简体   繁体   English

指向数据成员地址的指针

[英]Pointer to data member address

I have read (Inside C++ object model) that address of pointer to data member in C++ is the offset of data member plus 1? 我读过(Inside C ++对象模型)C ++中指向数据成员的指针的地址是数据成员加1的偏移量?
I am trying this on VC++ 2005 but i am not getting exact offset values. 我在VC ++ 2005上尝试这个,但我没有得到确切的偏移值。
For example: 例如:

Class X{  
  public:  
    int a;  
    int b;  
    int c;
}

void x(){  
  printf("Offsets of a=%d, b=%d, c=%d",&X::a,&X::b,&X::c);
}  

Should print Offsets of a=1, b=5, c=9. 应该打印偏移a = 1,b = 5,c = 9。 But in VC++ 2005 it is coming out to be a=0,b=4,c=8. 但是在VC ++ 2005中,它是a = 0,b = 4,c = 8。
I am not able to understand this behavior. 我无法理解这种行为。
Excerpt from book: 摘录自书:

"That expectation, however, is off by one—a somewhat traditional error for both C and C++ programmers. “然而,对于C和C ++程序员来说,这种期望是一个传统的错误。

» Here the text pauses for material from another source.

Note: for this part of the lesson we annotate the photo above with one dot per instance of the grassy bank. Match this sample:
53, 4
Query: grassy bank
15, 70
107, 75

The physical offset of the three coordinate members within the class layout are, respectively, either 0, 4, and 8 if the vptr is placed at the end or 4, 8, and 12 if the vptr is placed at the start of the class. 如果vptr放在末尾,则类布局中三个坐标成员的物理偏移分别为0,4和8,如果vptr放置在类的开头,则分别为4,8和12。 The value returned from taking the member's address, however, is always bumped up by 1. Thus the actual values are 1, 5, and 9, and so on. 但是,从获取成员地址返回的值总是增加1.因此实际值为1,5和9,依此类推。 The problem is distinguishing between a pointer to no data member and a pointer to the first data member. 问题是区分没有数据成员的指针和指向第一个数据成员的指针。 Consider for example: 考虑例如:

 float Point3d::*p1 = 0; float Point3d::*p2 = &Point3d::x; // oops: how to distinguish? if ( p1 == p2 ) { cout << " p1 & p2 contain the same value — "; cout << " they must address the same member!" << endl; } 

To distinguish between p1 and p2, each actual member offset value is bumped up by 1. Hence, both the compiler (and the user) must remember to subtract 1 before actually using the value to address a member." 为了区分p1和p2,每个实际成员偏移值都会增加1.因此,编译器(和用户)必须记住在实际使用该值来解析成员之前减去1。

The offset of something is how many units it is from the start. 某事物的偏移量是从一开始就有多少单位。 The first thing is at the start so its offset is zero. 第一件事是开始时它的偏移为零。

Think in terms of your structure being at memory location 100: 根据您在内存位置100的结构来考虑:

100: class X { int a;
104:           int b;
108:           int c;

As you can see, the address of a is the same as the address of the entire structure, so its offset (what you have to add to the structure address to get the item address) is 0. 如您所见, a的地址与整个结构的地址相同,因此它的偏移量(您必须添加到结构地址以获取项目地址)为0。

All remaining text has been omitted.